Not to be outdone by another streaming service, Netflix confirmed two Knives Out sequels in March, both starring Daniel Craig, in one of the biggest streamer movie deals in history. Whether this will end up being a Matrix-style trilogy or a Bondian franchise, this team is certainly setting up for the long run.

April 25: Director/screenwriter Lorene Scafaria posts from Succession’s set

The second round of plot-twist reveals started when Lorene Scafaria, the writer and director of Hustlers, posted a photo from the set of Succession. This is likely not because her long-time partner Bo Burnham is side-gigging as a stunt double for Cousin Greg and likely because she is directing at least one episode. Which brings us to a humble suggestion: stunt-casting J-Lo?

May 3: Alexander Skarsgård joins Succession

The Succession announcements reached a fever pitch earlier this month with the reveal of Alexander Skarsgård, long-time HBO antagonist and purveyor of haunting haircuts, as Lukas Matsson, “a successful, confrontational tech founder and CEO.” There’s nothing like a new-moneyed, conceivably self-made enterpriser to bring the Roys’ existential crisis to the fore: being too rich for too long. There’s no way this guy isn’t going toe to toe with Logan Roy in an old-school-versus-new-school showdown. And in a Patagonia vest, no less.

May 5: Adrien Brody joins Succession

Skarsgård was swiftly followed by Adrien Brody, who was announced two days later to play a “billionaire activist investor” by the name of Josh Aaronson, who “becomes pivotal in the battle for ownership of Waystar.” Another way to look down on the Roys, as demonstrated by Cherry Jones last season: feeling morally superior. I cannot wait to see a crunched-up Brody lure all the Roys into an eco-retreat where each tries to prove their innate goodness to earn his financial blessing.

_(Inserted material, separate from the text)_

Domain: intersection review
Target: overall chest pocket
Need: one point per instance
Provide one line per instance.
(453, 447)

May 10: Dave Bautista joins Knives Out

Netflix stayed tight-lipped about the Knives Out sequel details until last week, when they kicked off a back-to-back-to-back-to-back casting extravaganza with Dave Bautista. No word yet on who any of the announced actors will be playing, but Bautista, who’s already faced off with Craig as a tertiary antagonist in Spectre, can certainly nail the off-kilter comedy after his Guardians of the Galaxy performance. Will he be a wealthy retired wrestler desperate to be accepted by the upper echelons of society? A playboy hotelier who made his name opening whodunnit-themed resort chains? The image of those giant WWE muscles under the finest Mediterranean linens on offer is just surreal enough to work.

May 11: Ed Norton joins Knives Out

The chaser to Bautista’s shot was Ed Norton, who seems like a shoo-in for Craig’s newest quirky sidekick. Perhaps a bumbling local detective on a small Greek island who’s covering up his involvement by posing as the village idiot—or an old trusted companion Benoit Blanc calls in to help him crack the case?

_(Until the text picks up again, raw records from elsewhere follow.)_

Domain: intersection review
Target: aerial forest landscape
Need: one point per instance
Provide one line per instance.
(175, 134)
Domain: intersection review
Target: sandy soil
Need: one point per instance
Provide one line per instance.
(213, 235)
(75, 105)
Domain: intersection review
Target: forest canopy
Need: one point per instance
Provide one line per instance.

May 12: Janelle Monae joins Knives Out

Monae is a trickier nut to crack—she hasn’t done many comedic roles, especially not in the wry, self-serious Knives Out style, but if her “PYNK” costumes are any indication, she can do absurd. She feels primed to play a prissy billionaire’s granddaughter who’s constantly decked out in couture gowns, or, conversely, maybe a tight-lipped fisherman docking her boat for the week after disappearing amid a seafood industry scandal. She’d certainly rock that hat.

May 13: Kathryn Hahn joins Knives Out

Hahn feels like a solid successor to Jamie Lee Curtis’ steely matriarch role, but she’d just as likely absolutely nail a batty aunt who breeds boutique ponies and talks exclusively in riddles. The weirder they’ll let her go, the better.